Oft heißt es, dass Hunde unsere Sprache verstehen und auf unsere Stimmungen empathisch reagieren – oder auch sauer, wenn sie sich ungerecht behandelt fühlen; dass sie Regeln verletzen, sobald sie sich unbeobachtet wähnen, unsinnige Anweisungen nicht befolgen und uns hin und wieder austricksen. Die Aufgabe der Forschung ist es, solche Volksweisheiten zu überprüfen.

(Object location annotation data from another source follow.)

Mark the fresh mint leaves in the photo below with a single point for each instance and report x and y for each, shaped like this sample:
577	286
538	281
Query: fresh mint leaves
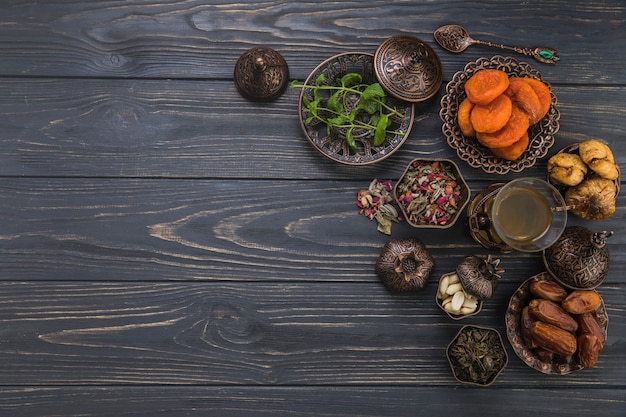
334	106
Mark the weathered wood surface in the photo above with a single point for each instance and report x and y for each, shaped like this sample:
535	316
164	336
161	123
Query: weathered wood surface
169	248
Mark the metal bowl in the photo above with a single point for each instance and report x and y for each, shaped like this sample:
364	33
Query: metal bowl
468	149
519	299
444	164
450	314
333	144
498	347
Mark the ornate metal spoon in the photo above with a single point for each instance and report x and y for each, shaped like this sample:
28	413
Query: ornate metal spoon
455	38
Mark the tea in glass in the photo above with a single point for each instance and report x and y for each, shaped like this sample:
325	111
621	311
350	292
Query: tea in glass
528	214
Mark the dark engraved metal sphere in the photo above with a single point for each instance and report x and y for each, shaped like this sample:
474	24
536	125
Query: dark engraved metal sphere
404	265
579	259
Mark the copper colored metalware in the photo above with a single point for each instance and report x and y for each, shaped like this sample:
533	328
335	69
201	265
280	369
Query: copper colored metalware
333	144
512	318
580	259
468	149
408	68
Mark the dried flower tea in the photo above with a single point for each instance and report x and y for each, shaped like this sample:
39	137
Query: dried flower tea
377	204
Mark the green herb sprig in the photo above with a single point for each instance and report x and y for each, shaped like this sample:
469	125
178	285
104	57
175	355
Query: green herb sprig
335	112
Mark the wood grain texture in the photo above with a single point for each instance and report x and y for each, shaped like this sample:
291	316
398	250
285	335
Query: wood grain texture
168	248
121	229
361	401
260	334
194	39
175	129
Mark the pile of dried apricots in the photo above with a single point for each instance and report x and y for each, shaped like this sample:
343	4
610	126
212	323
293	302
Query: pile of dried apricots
499	109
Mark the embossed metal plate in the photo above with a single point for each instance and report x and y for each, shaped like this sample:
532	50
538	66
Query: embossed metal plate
408	68
333	144
519	299
468	149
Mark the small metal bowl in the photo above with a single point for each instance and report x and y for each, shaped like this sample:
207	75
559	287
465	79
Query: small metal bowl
573	149
462	373
444	166
453	316
333	144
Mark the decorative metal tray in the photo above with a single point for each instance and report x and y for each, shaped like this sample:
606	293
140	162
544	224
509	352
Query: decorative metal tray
518	300
333	144
468	149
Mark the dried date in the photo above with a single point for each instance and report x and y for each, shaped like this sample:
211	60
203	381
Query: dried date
581	302
553	338
587	323
589	348
552	313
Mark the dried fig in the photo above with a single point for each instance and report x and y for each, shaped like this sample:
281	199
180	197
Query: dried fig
592	199
599	157
566	169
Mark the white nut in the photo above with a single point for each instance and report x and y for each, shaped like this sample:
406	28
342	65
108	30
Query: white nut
467	310
443	286
470	303
457	301
454	288
449	309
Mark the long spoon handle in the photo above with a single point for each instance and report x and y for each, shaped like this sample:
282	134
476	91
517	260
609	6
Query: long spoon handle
541	54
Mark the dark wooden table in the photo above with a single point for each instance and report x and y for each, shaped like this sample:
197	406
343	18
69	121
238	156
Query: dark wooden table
169	248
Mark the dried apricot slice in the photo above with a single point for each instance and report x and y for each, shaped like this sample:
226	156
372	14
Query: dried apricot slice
485	85
465	123
543	94
493	116
524	96
509	134
514	151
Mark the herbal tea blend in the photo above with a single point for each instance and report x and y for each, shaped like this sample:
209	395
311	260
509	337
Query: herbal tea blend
430	192
476	355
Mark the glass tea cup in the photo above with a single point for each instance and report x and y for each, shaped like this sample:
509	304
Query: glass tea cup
528	214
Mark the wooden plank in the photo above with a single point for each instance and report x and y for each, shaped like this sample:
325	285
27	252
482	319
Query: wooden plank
362	401
103	229
202	333
134	128
193	39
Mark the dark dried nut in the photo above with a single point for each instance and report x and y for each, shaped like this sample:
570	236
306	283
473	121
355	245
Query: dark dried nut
552	313
589	348
587	323
525	322
553	338
581	302
549	290
544	355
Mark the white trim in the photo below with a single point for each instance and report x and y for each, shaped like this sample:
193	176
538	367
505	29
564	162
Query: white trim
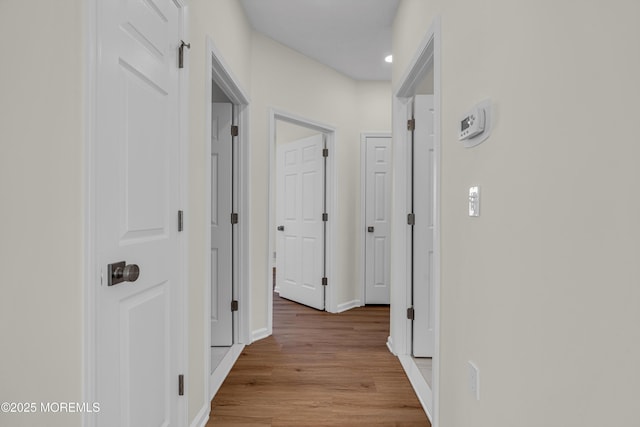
349	305
427	55
390	345
202	417
183	201
222	370
363	207
260	334
89	368
419	384
330	132
217	71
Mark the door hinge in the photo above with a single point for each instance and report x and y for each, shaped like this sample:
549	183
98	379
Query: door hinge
411	313
181	53
180	385
411	219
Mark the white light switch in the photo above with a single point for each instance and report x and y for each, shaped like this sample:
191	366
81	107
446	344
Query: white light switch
474	201
474	380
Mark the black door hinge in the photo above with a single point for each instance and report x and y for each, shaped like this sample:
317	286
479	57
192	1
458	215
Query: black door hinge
180	385
411	313
181	53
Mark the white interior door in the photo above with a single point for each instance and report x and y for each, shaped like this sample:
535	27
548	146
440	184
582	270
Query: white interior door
377	219
137	178
299	208
221	228
423	231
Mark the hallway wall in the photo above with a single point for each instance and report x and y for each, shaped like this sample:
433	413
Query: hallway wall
288	81
541	290
42	204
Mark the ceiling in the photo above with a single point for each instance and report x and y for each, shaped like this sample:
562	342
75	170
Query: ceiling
351	36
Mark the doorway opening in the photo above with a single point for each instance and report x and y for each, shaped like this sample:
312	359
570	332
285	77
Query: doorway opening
418	290
227	326
301	177
375	211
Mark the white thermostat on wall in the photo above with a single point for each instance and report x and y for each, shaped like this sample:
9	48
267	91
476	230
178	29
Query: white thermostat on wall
472	124
475	124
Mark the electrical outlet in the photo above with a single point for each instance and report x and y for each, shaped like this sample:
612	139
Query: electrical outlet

René Descartes und andere Philosophen der Aufklärung sahen Tiere als reine Reiz-Reaktions-Maschinen, ohne Bewusstsein und Schmerzempfinden. Einige hundert Jahre später erklärten der Österreicher Konrad Lorenz und der Niederländer Nikolaas Tinbergen die Basis des Verhaltens von Tieren und Menschen im Rahmen ihrer »Instinkttheorie« als nicht bewusste, angeborene »innere Impulse«, wofür sie 1973 den Nobelpreis erhielten. Mentale Prozesse als Erklärung für Verhalten sahen die beiden eher kritisch – eine Reaktion auf die entweder stark vermenschlichende oder vereinfachende lerntheoretische Psychologie ihrer Zeit. Im 21. Jahrhundert interessierten sich auch immer mehr Biologen für das Fühlen und Denken von Tieren.

In den letzten Jahrzehnten beschäftigten sich zahlreiche Verhaltens- und Kognitionsbiologen mit den mentalen Fähigkeiten von Hunden, vergleichsweise weniger mit denen von Wölfen. Kaum untersucht sind die Geistesleistungen anderer Verwandter von Hunden, etwa von Schakalen, Kojoten und Füchsen. Dieses Ungleichgewicht verführte sogar manche Fachleute zu der Behauptung, Hunde sei-en »einzigartig« in ihrer »fast menschenähnlichen Intelligenz«. Das ist ebenso unsinnig wie die Behauptung, sie seien bloß Reiz-Reaktions-Maschinen.